We believe it’s important that every person considering a facelift start the process with these four simple—but necessary—steps that can help lead you to getting the results you want:
- Find a board-certified plastic surgeon. Before you decide what type of procedure you’re going to get, locate a doctor who specializes in facelifts, and who has performed a large number of facelifts. Find an experienced plastic surgeon and schedule a consultation in order to ask questions. Make a list of questions about his or her practice philosophy—no question is a foolish question when it comes to your face or body. In addition, the process of gathering information about your doctor, including references, and getting a feel for his or her chair-side manner can help reduce anxiety and make the entire process less stressful for you.

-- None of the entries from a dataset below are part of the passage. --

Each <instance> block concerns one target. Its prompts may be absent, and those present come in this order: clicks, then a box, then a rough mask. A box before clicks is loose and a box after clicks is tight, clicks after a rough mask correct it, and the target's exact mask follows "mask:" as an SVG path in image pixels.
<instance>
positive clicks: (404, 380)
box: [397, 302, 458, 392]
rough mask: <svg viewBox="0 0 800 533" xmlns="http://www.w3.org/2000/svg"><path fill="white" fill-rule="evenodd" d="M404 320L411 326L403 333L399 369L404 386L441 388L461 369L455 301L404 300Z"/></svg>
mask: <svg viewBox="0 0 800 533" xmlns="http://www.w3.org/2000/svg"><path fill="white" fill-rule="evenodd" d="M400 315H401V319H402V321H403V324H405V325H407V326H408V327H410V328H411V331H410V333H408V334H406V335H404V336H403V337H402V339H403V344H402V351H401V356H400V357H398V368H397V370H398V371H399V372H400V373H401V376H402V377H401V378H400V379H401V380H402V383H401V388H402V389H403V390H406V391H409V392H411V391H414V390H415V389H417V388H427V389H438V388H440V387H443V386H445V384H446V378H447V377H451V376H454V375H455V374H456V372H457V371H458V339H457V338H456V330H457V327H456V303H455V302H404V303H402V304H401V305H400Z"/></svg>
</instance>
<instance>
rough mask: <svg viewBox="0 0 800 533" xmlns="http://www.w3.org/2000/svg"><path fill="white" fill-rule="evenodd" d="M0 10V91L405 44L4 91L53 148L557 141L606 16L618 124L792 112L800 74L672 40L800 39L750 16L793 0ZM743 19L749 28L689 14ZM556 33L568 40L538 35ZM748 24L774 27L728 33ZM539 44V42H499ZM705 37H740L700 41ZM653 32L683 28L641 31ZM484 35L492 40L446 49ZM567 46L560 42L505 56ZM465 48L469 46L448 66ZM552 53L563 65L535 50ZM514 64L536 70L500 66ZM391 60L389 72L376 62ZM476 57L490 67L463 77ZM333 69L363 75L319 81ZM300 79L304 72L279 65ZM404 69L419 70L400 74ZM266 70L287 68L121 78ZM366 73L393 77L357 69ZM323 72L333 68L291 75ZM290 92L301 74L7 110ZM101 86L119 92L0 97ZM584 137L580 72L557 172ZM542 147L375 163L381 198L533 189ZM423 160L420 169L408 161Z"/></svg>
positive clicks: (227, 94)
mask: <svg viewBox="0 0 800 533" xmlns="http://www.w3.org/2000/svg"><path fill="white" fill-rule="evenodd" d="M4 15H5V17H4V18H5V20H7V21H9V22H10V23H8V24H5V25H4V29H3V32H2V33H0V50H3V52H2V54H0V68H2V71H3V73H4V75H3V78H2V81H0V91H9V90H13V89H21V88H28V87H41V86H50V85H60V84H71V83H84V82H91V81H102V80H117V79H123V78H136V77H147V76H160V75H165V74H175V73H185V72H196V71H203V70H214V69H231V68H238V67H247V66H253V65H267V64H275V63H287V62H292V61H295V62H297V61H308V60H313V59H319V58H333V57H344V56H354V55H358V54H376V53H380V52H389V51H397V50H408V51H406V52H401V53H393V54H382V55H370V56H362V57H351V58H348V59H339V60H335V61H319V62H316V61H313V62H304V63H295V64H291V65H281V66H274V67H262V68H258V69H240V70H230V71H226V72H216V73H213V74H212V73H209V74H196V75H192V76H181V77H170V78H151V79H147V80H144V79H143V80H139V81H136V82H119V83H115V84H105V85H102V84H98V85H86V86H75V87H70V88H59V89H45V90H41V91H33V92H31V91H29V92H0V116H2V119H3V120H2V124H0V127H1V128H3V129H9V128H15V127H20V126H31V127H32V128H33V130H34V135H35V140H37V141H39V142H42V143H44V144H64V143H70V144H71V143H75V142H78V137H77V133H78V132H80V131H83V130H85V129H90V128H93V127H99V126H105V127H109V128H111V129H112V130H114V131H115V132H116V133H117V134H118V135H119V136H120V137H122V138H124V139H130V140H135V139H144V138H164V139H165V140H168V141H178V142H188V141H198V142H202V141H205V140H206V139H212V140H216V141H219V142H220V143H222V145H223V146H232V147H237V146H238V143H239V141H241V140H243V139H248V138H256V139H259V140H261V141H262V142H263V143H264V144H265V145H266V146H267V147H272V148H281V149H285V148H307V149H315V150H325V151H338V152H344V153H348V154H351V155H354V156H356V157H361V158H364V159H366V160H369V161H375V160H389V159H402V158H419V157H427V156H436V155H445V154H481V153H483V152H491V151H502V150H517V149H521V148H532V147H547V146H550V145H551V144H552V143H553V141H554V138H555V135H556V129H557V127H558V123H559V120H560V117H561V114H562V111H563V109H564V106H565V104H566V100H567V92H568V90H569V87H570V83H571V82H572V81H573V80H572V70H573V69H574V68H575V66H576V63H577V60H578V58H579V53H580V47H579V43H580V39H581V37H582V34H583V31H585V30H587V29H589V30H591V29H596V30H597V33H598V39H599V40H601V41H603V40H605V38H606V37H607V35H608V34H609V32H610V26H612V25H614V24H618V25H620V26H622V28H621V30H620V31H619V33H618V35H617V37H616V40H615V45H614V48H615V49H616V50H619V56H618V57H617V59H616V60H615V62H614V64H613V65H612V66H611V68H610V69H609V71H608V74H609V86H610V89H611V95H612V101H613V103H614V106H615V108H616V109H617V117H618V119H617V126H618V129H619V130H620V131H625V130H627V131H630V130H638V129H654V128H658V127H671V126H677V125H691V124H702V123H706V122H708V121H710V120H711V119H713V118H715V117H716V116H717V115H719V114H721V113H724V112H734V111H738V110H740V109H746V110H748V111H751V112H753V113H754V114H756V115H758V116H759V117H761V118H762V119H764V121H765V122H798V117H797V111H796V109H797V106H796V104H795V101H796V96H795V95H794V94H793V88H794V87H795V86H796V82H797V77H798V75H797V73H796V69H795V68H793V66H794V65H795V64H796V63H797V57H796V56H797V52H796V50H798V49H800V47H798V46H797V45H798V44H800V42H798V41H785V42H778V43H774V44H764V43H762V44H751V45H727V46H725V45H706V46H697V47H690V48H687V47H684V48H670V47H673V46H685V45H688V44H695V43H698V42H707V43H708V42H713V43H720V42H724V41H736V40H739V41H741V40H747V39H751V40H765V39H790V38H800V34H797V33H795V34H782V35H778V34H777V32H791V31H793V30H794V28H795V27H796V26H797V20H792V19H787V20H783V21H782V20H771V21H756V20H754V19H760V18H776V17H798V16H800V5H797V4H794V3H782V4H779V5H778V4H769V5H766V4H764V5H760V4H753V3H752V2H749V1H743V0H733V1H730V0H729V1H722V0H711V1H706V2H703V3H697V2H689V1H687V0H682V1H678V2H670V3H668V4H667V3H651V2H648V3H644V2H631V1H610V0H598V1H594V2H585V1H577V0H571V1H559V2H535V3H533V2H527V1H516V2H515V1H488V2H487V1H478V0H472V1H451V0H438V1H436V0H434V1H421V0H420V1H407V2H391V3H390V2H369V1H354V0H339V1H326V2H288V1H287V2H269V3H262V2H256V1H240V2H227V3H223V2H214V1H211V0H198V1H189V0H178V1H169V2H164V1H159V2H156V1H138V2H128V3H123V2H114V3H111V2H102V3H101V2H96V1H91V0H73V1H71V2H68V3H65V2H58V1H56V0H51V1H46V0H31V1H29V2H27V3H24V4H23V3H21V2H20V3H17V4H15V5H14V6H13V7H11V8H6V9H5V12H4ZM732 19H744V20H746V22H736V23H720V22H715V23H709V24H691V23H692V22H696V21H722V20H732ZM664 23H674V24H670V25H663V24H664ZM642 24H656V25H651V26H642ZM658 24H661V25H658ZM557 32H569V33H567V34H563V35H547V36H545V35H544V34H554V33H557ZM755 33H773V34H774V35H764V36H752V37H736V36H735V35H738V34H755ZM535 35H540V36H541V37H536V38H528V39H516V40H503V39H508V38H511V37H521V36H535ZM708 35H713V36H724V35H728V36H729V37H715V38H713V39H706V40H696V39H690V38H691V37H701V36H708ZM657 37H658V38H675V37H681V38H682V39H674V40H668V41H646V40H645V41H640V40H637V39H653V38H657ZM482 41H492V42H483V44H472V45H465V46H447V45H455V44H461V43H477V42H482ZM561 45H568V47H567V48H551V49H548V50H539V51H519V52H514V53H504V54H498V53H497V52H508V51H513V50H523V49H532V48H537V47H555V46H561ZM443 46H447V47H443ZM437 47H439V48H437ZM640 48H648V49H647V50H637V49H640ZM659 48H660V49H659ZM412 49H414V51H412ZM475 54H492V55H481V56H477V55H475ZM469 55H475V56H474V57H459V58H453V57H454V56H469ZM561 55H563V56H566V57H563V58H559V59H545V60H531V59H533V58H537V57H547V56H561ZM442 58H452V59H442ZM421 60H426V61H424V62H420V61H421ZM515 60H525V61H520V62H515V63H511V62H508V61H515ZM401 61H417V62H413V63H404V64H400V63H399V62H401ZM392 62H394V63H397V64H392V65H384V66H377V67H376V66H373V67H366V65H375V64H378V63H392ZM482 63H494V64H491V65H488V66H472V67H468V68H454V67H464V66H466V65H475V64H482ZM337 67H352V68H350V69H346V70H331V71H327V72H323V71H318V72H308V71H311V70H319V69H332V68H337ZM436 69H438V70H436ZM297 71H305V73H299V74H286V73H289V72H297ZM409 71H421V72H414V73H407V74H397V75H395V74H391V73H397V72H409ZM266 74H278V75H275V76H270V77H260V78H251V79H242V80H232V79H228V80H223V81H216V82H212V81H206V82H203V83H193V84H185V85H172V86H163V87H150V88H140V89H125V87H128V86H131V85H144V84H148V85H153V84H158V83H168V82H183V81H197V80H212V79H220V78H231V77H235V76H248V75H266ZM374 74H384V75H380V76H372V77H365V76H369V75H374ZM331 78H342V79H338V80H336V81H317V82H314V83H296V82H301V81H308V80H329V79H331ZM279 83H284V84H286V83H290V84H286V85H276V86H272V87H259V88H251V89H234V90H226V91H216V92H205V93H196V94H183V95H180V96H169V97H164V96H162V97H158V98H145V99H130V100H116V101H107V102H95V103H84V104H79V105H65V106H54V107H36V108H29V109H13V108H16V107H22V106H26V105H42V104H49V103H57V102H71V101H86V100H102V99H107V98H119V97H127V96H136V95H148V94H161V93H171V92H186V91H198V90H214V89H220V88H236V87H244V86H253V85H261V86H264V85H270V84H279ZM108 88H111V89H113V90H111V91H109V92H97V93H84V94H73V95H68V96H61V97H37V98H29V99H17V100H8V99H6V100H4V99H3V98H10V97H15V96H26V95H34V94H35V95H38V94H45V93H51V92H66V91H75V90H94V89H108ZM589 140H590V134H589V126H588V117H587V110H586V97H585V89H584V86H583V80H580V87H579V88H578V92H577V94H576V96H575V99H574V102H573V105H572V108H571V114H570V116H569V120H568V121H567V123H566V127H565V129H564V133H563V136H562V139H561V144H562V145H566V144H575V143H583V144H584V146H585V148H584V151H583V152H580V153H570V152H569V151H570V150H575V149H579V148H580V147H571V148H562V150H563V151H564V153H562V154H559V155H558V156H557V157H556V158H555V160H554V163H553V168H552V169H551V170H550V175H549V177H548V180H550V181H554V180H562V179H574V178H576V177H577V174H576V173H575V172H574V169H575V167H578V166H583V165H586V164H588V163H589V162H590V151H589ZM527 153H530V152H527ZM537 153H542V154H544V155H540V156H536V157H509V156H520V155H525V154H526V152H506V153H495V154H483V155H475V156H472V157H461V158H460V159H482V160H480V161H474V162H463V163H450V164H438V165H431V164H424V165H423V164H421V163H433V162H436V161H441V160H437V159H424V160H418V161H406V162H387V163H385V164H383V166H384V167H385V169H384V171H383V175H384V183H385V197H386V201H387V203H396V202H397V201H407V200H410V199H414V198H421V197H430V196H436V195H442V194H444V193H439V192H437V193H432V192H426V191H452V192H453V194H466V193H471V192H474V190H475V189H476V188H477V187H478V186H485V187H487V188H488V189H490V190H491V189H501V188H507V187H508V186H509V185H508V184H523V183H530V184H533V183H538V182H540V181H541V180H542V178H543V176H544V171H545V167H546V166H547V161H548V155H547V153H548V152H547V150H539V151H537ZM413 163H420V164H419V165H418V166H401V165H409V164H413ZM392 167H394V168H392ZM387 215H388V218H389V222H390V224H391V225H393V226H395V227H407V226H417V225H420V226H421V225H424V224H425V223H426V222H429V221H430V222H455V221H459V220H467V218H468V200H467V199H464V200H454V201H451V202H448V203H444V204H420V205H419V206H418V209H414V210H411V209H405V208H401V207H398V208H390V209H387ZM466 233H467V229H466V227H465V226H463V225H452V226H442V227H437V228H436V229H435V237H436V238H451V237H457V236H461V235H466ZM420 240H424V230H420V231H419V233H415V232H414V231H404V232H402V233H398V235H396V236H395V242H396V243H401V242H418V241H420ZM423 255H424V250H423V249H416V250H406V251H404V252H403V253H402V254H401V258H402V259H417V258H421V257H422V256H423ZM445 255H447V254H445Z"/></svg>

- Understand the procedure you’re considering. Before you arrive for your consultation with the board-certified plastic surgeon, research the procedure you have in mind about the procedure itself. Create a list of questions about the surgery, aftercare and recovery time. Find out what types of facelifts your doctor performs and ask specifically what he or she recommends for you. Ask if they have 3D animation. Watch the 3D animation here.
- Ask to see before-and-after photos of patients for whom the surgeon has done cosmetic work. Different surgeons focus on different results. Does the surgeon create the look you’d like? What parts of the face will be treated? And always ask: What are the doctor’s goals foryou?
- Embrace recovery time. Know that you’ll need time to recover. Recovery time is also healing time. For most people recovery takes a few weeks. Be prepared for some discomfort and swelling as the body works to protect the area that has received surgery, but know that the swelling will eventually subside and that your surgeon will write a prescription for pain medication to keep you comfortable. You’ll need (and want) someone to stay with you at home the first few days. In addition, your doctor will review all the items you’ll need at home to make your recovery time more comfortable.